Polyelectrolyte complexes and multilayers (PECs and PEMs) are made by mixing two oppositely charged polyelectrolytes either by simultaneous mixing or by a layer-by-layer deposition respectively. The properties of PECs and PEMs are very tunable as they are highly responsive to changes in salt and ionic strength, pH, temperature, humidity, molecular mass and composition during and after preparation. This dissertation discusses two studies on the impact of water, salt and temperature on PECs and PEMs. The first study addresses the distribution of water molecules around ion pairs within PEMs. This is important because water existing within PEMs has significant influence on their physical, chemical, and thermal properties. Ionic strength, salt type, and terminating layer are known to influence PEM swelling. However, knowledge of the specifics of water-ion pairing within PEMs, whether that water is affiliated with intrinsic or extrinsic ion pairs, remains lacking. Here, the impact of assembly and post-assembly changes in salt type and ionic strength on water-ion pair interactions in poly(styrene sulfonate)/poly(diallyldimethylammonium) (PSS/PDADMA) PEMs in NaCl and KBr was studied. The second study addresses the influence of environmental factors such as ionic strength, mixing ratio and temperature on the phase behavior of PECs.
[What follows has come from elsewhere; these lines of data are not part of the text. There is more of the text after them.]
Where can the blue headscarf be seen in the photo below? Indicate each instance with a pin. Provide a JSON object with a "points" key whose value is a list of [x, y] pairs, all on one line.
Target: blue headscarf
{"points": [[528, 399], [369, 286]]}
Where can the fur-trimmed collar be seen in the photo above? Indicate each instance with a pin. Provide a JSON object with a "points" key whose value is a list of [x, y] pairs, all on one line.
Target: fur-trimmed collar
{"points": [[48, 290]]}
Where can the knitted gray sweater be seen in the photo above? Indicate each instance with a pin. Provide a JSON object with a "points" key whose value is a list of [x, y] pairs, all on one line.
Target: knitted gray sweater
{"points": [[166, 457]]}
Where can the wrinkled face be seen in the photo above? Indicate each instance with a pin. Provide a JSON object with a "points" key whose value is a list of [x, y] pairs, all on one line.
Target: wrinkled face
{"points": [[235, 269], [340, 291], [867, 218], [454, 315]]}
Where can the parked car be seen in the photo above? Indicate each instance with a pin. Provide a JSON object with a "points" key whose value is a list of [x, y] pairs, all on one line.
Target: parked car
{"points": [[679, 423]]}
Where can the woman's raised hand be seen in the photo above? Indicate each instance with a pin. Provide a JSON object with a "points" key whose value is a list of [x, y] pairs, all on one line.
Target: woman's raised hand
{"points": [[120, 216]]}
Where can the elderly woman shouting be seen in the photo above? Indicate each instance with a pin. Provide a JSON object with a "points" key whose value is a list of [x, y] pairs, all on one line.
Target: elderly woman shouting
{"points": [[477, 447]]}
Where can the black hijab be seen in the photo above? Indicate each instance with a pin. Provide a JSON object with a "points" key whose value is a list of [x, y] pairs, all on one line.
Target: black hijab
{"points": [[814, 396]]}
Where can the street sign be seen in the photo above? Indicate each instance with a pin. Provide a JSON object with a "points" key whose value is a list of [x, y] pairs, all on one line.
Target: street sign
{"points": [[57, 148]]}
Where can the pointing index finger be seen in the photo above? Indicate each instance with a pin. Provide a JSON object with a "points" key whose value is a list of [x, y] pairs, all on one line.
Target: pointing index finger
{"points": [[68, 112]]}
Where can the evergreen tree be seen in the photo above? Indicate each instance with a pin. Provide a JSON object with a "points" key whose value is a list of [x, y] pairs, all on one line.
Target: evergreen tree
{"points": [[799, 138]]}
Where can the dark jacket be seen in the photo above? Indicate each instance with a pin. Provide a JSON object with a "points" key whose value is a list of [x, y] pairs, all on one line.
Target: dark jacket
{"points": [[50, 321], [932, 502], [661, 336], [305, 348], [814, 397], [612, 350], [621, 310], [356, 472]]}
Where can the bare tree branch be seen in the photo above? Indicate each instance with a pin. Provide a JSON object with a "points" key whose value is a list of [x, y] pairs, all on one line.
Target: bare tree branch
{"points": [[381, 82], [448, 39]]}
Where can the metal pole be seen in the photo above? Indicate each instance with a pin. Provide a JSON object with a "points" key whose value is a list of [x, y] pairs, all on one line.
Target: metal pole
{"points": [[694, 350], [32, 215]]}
At room temperature, the PDADMA/PAA PECs exhibit four different phase states: precipitate, co-existing precipitate and coacervate, solid-like gel, and coacervate. As the temperature increased, an upper critical solution temperature (UCST) behavior was identified. All four phases identified at room temperature transitioned to a solution phase at a UCST value which was dependent on the original phase of the PEC. All-atom molecular dynamics (MD) simulations support that precipitates exhibit kinetic trapping, which may contribute to the higher UCST values observed in experiment. Taken together, this study highlights the significance of temperature on the phase behavior of PECs which may play a larger role in stimuli-responsive materials, membraneless organelles, and separations applications.